International outfit accused of losing ‘sight of any basic standard of decent and compassionate behaviour’ in astonishing Aeroflot judgment
A High Court judge has accused Pinsent Masons of losing sight of “any basic standard of decent and compassionate behaviour” in the way it dealt with the family of a dead oligarch.
Pinsent Masons was acting on behalf of Russia’s largest airline, Aeroflot, in a now discontinued case that alleged Russian businessmen Nikolai Glushkov and Boris Berezovsky had misappropriated large sums of cash from the company during the 90s. Both men are now dead.
The judicial slamming — which forms part of the costs ruling in PJSC Aeroflot – Russian Airlines v Leeds & Anor (Trustees of the estate of Boris Berezovsky) & Ors — concerns a letter sent by Pinsents to Subir Desai, a Mayfair-based lawyer appointed by the court to represent Glushkov’s estate.

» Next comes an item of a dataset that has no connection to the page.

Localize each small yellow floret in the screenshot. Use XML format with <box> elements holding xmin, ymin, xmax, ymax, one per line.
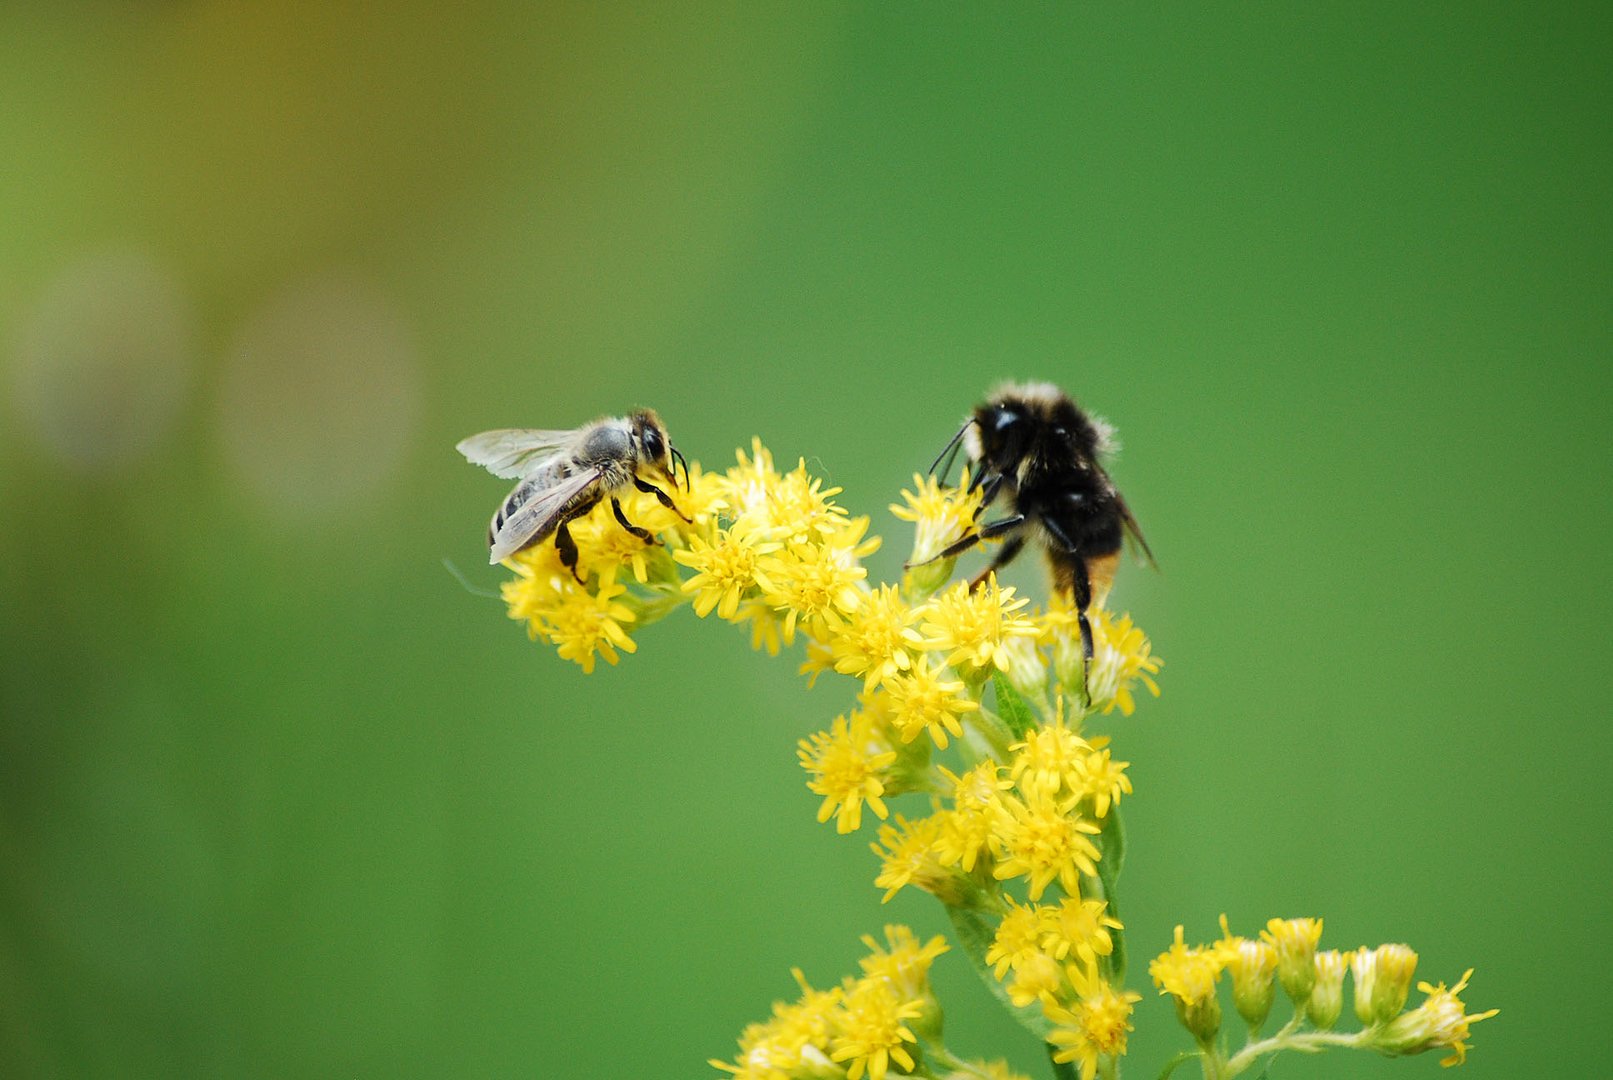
<box><xmin>990</xmin><ymin>791</ymin><xmax>1100</xmax><ymax>901</ymax></box>
<box><xmin>798</xmin><ymin>712</ymin><xmax>896</xmax><ymax>834</ymax></box>
<box><xmin>916</xmin><ymin>575</ymin><xmax>1040</xmax><ymax>676</ymax></box>
<box><xmin>1047</xmin><ymin>967</ymin><xmax>1142</xmax><ymax>1080</ymax></box>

Glushkov, former deputy director of Aeroflot, was found dead at his Surrey home back in March 2018. The Metropolitan Police’s investigation into his murder is ongoing.
According to Justice Rose’s scathing judgment, the court received a witness statement from Desai on 12 April which explained how Glushkov’s estate was unlikely to be worth more than £250,000 and that his bereaved family had been trying to work out what to do next.

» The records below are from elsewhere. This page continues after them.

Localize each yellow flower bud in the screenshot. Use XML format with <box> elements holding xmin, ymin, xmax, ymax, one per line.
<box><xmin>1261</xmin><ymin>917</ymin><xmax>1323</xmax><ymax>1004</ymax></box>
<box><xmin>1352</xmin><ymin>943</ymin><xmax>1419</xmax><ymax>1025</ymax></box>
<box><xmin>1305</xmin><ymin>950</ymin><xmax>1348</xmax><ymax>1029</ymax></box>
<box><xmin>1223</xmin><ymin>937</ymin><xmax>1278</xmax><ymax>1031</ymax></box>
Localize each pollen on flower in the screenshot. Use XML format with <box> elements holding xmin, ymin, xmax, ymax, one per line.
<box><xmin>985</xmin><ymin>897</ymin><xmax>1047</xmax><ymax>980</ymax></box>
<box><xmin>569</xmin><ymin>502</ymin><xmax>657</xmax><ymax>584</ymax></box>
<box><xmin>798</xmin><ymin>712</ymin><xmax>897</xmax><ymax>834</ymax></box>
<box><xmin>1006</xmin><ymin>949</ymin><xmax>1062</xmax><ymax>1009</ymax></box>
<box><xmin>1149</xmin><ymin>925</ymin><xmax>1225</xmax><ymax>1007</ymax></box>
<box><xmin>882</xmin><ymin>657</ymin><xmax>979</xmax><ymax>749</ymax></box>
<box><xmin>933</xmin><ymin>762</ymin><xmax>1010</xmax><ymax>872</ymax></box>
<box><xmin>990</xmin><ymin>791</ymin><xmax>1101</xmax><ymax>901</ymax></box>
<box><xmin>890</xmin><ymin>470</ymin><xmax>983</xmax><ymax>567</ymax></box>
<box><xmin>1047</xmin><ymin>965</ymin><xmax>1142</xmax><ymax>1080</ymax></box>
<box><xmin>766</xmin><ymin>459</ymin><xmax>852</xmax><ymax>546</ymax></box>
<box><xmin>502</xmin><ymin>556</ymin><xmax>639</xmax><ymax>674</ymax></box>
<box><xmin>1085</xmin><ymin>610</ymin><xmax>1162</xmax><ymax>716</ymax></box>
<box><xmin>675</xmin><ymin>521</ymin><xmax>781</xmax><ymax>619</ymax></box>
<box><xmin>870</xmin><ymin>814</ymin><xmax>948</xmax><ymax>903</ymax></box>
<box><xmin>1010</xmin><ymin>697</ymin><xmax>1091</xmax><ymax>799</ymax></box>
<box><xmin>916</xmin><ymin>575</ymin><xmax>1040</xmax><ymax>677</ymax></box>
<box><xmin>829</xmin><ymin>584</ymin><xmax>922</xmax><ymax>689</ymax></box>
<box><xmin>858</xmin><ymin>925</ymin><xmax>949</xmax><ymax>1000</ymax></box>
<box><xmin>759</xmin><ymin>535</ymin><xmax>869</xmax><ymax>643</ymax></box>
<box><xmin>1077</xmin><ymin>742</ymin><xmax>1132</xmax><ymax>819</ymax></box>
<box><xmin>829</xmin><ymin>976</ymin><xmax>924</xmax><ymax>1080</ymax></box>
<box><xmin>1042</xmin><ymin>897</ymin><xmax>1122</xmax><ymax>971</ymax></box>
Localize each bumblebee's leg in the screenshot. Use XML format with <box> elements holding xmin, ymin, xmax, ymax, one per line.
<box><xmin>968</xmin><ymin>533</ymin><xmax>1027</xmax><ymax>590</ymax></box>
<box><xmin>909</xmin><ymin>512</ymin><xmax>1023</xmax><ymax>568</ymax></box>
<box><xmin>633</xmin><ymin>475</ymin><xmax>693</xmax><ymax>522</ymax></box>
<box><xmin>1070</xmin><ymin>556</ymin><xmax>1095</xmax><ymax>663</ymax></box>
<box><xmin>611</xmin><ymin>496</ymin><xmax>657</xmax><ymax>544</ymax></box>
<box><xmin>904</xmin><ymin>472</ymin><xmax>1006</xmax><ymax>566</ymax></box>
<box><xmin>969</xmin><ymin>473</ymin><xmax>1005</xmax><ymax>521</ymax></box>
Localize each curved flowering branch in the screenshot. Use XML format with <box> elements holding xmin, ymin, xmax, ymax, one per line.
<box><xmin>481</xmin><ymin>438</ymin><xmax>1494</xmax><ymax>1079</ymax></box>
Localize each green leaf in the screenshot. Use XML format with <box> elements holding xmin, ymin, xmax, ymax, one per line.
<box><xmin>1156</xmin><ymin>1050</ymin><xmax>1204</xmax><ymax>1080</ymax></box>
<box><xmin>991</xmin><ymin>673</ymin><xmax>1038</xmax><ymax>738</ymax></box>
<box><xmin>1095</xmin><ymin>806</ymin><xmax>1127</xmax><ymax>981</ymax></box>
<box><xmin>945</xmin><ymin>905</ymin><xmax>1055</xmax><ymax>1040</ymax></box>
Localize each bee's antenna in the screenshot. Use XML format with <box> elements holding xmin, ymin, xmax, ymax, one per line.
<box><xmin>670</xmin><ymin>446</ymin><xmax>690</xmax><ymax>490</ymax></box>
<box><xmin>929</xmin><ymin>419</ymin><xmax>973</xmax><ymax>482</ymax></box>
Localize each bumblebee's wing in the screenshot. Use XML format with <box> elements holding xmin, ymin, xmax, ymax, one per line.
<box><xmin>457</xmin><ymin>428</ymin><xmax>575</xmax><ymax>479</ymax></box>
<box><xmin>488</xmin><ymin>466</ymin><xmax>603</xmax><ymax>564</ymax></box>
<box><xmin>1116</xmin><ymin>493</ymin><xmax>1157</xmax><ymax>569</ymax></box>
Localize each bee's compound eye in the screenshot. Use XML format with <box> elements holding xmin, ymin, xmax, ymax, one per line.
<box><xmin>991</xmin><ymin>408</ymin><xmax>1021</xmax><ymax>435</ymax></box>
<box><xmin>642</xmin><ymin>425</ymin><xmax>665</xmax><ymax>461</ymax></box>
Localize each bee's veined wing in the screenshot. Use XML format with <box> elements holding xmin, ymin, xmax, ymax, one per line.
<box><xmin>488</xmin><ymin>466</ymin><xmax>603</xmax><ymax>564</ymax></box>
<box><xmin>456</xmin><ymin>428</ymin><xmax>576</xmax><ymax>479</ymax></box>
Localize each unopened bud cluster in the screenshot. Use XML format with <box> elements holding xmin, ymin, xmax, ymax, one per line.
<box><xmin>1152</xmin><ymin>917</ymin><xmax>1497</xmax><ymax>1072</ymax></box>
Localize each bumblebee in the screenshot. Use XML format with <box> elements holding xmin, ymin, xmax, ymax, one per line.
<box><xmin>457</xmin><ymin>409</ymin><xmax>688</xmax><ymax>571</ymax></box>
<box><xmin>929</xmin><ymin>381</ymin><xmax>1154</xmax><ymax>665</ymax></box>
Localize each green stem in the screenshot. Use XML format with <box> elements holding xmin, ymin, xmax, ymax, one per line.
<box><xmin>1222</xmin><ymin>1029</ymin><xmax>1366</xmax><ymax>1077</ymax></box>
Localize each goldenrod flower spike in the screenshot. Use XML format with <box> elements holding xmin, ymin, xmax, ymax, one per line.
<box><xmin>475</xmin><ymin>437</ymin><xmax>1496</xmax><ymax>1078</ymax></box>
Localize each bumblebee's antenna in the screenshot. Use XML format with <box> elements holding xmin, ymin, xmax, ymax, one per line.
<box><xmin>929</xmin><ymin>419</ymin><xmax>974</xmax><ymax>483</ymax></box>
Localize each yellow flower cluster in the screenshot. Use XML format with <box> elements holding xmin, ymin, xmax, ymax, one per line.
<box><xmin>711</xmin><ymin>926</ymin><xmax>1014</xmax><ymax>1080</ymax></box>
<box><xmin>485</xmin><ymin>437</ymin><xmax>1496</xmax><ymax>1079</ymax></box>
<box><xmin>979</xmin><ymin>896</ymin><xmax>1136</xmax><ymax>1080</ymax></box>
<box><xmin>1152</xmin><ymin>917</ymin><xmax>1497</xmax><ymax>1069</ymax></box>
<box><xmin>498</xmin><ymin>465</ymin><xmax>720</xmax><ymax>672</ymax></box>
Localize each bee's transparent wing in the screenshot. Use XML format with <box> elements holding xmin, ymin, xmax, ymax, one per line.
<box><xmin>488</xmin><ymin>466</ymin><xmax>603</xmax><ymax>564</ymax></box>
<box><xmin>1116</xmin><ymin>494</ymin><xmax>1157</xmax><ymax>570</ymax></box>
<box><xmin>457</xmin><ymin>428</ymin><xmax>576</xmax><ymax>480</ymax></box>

However, in a move described by Rose as “shameful”, Pinsent Masons wrote to Desai later that same day to ascertain details of Glushkov’s estate. Rose said:
“They effectively berate Mr Trushin [Glushkov’s civil partner] and Ms Glushkova [Glushkov’s daughter] through their solicitors for failing to come forward sooner, demanding an explanation ‘by return and in any event by noon tomorrow’ why they had left it ‘so late’ to make the application. The letter went on to ask many intrusive and hectoring questions about what contact the clients have had with others about the trial; what efforts they have made to establish whether Mr Glushkov left a will…”
Rose added: “But it is, fortunately, ‘out of the norm’ for a litigant and its legal representatives so to lose sight of any basic standard of decent and compassionate behaviour as to send a letter in those terms. It is all the more shocking given that it seems very unlikely that at the time the letter was drafted and sent, Aeroflot had no inkling that the next day it would serve a notice of discontinuance, abandoning all claims against Mr Glushkov’s estate.”
Aeroflot was ordered to pay all the defendants’ costs to be assessed on the indemnity basis for the whole proceedings.
A spokesperson for Pinsent Masons said:
“For a number of years we have been assisting Aeroflot in pursuing a claim against various individuals and companies, alleging that a serious and complex fraud has taken place. Our sole objective has been to help our client discover the truth of these matters. Mr Glushkov’s tragic death has been truly saddening and we have been sensitive to this during our subsequent conduct of the litigation.”